By October, his anemia subsided as his white blood cell counts fell. By spring 2012, his counts were normal, and by the fall of 2013, CLL cells were only detectable in 4% of his bone marrow — down from 40%.
“It took about six months, but for a patient like me, who was in otherwise good health, taking the drug itself is just fine, even if it takes it six months or a year to really do its thing,” White says.
CLL Moon Shot advances the cause
So far, ibrutinib has led to few complete remissions. The drug tamps down CLL, but so far doesn’t cure it, Burger reports. However, complete response rates are increasing in the group of patients taking the ibrutinib/rituximab combination. O’Brien suspects that, over time, more complete remissions will emerge as the ibrutinib slowly destroys CLL cells and patients are followed longer.

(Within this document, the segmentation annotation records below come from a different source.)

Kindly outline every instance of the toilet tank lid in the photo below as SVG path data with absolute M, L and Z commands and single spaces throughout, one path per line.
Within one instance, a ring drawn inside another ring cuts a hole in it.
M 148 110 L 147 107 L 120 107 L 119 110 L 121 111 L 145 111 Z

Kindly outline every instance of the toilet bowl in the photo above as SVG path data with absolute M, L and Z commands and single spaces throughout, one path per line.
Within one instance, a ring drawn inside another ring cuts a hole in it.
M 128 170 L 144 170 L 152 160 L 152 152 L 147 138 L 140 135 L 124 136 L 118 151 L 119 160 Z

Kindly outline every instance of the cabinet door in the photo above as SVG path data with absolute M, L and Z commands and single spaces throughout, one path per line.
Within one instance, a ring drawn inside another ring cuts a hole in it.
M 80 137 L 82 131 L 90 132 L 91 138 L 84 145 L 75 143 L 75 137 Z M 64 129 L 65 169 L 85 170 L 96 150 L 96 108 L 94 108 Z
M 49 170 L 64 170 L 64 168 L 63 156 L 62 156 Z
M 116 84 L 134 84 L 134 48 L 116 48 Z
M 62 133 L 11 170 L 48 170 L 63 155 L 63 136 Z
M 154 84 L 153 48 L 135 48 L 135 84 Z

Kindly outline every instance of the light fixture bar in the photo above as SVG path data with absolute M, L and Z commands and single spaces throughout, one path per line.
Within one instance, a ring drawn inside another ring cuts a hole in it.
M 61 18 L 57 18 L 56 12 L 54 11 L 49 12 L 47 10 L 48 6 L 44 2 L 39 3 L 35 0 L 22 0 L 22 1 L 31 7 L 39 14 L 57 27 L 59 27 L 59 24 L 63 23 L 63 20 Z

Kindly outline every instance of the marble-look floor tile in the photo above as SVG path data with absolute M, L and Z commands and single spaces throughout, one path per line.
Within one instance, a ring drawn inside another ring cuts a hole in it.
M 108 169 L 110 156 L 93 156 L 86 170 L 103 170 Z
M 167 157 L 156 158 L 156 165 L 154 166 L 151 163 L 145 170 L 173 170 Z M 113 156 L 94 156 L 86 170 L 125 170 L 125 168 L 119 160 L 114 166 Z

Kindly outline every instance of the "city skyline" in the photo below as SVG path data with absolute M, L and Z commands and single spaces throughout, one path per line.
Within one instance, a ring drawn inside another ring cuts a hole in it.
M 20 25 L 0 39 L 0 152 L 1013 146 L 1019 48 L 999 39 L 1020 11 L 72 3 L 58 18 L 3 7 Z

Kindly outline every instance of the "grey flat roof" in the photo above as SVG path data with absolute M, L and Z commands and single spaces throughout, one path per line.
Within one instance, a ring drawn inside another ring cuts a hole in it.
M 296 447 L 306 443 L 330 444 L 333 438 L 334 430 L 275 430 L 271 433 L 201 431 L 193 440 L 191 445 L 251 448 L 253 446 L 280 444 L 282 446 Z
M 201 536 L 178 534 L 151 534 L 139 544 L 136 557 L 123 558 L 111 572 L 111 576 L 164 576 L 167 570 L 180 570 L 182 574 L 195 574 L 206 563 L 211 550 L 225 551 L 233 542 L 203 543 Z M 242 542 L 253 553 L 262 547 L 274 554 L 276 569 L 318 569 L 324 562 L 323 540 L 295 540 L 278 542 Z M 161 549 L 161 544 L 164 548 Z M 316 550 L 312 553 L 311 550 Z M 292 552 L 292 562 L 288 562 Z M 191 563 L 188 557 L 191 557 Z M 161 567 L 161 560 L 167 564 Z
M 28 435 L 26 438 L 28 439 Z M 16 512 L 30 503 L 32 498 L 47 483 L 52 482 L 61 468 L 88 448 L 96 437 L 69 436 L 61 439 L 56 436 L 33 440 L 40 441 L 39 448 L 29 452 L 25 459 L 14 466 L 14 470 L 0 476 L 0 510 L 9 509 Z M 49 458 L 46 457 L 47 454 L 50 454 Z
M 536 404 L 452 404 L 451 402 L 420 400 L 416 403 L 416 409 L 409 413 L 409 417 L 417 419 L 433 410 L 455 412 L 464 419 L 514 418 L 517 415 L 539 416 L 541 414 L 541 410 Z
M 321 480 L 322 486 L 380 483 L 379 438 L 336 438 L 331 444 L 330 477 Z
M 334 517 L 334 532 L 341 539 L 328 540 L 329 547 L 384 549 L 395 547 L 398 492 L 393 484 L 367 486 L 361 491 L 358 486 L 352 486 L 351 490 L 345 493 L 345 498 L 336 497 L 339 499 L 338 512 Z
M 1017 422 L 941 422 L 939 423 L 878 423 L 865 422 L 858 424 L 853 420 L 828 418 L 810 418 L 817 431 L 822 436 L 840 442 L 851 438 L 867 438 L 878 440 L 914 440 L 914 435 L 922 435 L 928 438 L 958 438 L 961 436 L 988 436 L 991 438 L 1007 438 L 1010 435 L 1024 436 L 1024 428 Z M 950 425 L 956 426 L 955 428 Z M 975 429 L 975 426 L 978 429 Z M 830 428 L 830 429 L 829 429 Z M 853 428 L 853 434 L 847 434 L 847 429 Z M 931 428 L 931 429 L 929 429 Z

New drugs are in the pipeline. Idelalisib blocks a different molecular pathway called PI3K. O’Brien co-led a clinical trial of the drug combined with rituximab, compared with rituximab alone, for heavily pretreated CLL patients who weren’t eligible for chemotherapy combinations.
The combination was so superior that the clinical trial was halted in October after an early data analysis.
CLL was chosen as one of MD Anderson’s moon shots, a program to dramatically reduce cancer deaths. Burger leads a new combination trial launched in December that compares ibrutinib to ibrutinib plus rituximab in 208 previously treated CLL patients.
Genomic analyses of patients’ CLL cells will be done before and during treatment and at the point of resistance, when it develops, to reveal how the disease changes during treatment.
Burger and colleagues are trying to stay ahead of CLL by studying cases where the leukemia became resistant to ibrutinib. “We’ll need to identify and understand these mechanisms so we can develop ways to defeat resistance as it arises.”
Before
“My lymph nodes were so swollen I couldn’t button a size 19 shirt,” says CLL patient Bob White, a retired petroleum engineer.
After
White was treated with ibrutinib and didn’t undergo chemotherapy.